The membrane works by allowing water that gets past the tiles to stay on the tile side surface of the membrane, while allowing air to ventilate.
So you need to make a T shaped patch with the vertical poking through the hole, and the cross bar inside the loft.
You could use some double sided tape to hold it together and maybe a couple of stitches as fixings? Staples?
 
Hot flame in a loft? Yeah they seem to know what they are doing, which would make me question any repair they plan to do unless the "doing something about it" is patching in a new section of membrane from the roof side.
 
It happened soldering joints in the pipes visible just below the offending areas.

The hole is right next to a roofing lath, meaning a fix could be very involved?

Obviously I'm annoyed this has happened, how much of a problem is it? I'm sure the company will try and get out of it, whats an acceptible level of repair vs the risk of the hole existing?
 
It shouldn't matter to you.

Someone has damaged your property, so they should put it back into the state it was in before the damage. That membrane would be expected to last in excess of 60 years.

Now if you damaged it yourself, you may accept an inferior repair, a temporary patch that will become a permanent patch if it lasts.
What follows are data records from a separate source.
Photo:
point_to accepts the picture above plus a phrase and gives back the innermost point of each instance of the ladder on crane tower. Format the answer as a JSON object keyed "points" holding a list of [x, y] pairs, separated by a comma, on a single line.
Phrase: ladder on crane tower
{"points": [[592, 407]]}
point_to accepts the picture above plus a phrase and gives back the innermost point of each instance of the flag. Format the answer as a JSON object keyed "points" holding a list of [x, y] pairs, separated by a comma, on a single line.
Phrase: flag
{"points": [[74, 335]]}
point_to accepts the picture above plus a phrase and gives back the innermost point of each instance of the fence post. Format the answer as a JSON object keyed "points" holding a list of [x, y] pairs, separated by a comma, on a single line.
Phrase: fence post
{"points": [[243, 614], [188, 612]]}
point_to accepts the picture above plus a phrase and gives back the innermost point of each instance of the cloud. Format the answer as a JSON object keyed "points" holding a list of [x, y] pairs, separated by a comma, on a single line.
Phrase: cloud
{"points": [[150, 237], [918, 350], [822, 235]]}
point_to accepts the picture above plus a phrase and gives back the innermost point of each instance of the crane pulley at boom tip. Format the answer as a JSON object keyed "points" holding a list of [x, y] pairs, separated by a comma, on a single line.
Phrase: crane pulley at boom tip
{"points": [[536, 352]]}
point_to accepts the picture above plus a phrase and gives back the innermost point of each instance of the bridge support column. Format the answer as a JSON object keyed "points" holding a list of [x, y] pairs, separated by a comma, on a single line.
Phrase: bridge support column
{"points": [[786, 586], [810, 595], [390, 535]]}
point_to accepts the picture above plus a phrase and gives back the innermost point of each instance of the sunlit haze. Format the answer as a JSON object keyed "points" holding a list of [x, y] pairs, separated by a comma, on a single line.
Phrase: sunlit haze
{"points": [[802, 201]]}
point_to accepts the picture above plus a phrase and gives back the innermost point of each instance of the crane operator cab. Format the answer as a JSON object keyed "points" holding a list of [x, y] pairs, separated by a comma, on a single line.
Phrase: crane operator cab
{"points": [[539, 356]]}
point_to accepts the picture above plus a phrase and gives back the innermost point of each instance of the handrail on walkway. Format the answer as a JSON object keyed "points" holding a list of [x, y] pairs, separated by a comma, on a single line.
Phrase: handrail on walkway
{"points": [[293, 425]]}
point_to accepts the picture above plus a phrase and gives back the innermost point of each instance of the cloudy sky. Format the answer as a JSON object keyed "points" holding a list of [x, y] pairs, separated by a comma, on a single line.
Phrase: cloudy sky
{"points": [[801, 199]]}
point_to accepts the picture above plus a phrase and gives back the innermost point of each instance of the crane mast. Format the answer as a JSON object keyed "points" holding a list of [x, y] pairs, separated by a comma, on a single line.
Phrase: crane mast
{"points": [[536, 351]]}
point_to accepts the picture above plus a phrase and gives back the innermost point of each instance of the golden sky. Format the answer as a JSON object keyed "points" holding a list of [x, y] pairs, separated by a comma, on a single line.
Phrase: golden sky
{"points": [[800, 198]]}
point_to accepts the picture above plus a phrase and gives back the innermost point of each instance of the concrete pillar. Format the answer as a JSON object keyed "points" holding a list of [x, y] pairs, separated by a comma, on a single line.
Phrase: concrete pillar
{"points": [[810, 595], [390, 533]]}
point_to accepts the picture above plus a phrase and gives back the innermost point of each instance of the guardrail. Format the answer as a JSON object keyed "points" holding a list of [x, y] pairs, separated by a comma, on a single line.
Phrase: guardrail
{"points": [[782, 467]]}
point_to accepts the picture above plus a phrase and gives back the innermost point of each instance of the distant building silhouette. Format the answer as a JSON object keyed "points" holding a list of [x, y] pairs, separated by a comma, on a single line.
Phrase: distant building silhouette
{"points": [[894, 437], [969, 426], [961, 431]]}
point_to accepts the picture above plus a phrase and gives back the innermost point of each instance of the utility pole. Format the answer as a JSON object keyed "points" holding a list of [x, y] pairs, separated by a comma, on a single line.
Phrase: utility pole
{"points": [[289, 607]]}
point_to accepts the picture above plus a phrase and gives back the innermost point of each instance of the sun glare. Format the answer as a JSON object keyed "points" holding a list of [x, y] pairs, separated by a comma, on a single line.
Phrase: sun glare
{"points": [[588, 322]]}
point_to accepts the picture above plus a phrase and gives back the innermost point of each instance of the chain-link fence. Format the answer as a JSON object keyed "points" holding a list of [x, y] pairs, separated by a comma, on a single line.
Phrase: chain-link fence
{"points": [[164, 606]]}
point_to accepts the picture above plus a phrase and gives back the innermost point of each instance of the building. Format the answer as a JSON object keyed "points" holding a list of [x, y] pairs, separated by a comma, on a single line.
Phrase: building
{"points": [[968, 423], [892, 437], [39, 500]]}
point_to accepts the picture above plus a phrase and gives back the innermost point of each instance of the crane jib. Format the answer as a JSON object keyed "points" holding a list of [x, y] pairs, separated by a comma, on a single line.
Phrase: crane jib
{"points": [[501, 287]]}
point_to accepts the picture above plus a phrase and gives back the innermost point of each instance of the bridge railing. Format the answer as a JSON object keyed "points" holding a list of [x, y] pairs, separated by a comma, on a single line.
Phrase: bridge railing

You would not accept a patch from the firm who damaged it, as in a few years if the patch fails the firm is no longer to be found or not interested.

Either the firm rectifies it or you get a quote from others and they pay for it. What the cost is, is of no concern to you.
 
That's just plain clumsy as above needs reinstating to original condition.
As an aside there is absolutely no need for any plumber/heating engineer to be doing hot work in lofts (or anywhere else)
When using copper we shifted to press fittings some years ago. Quick neat no flame!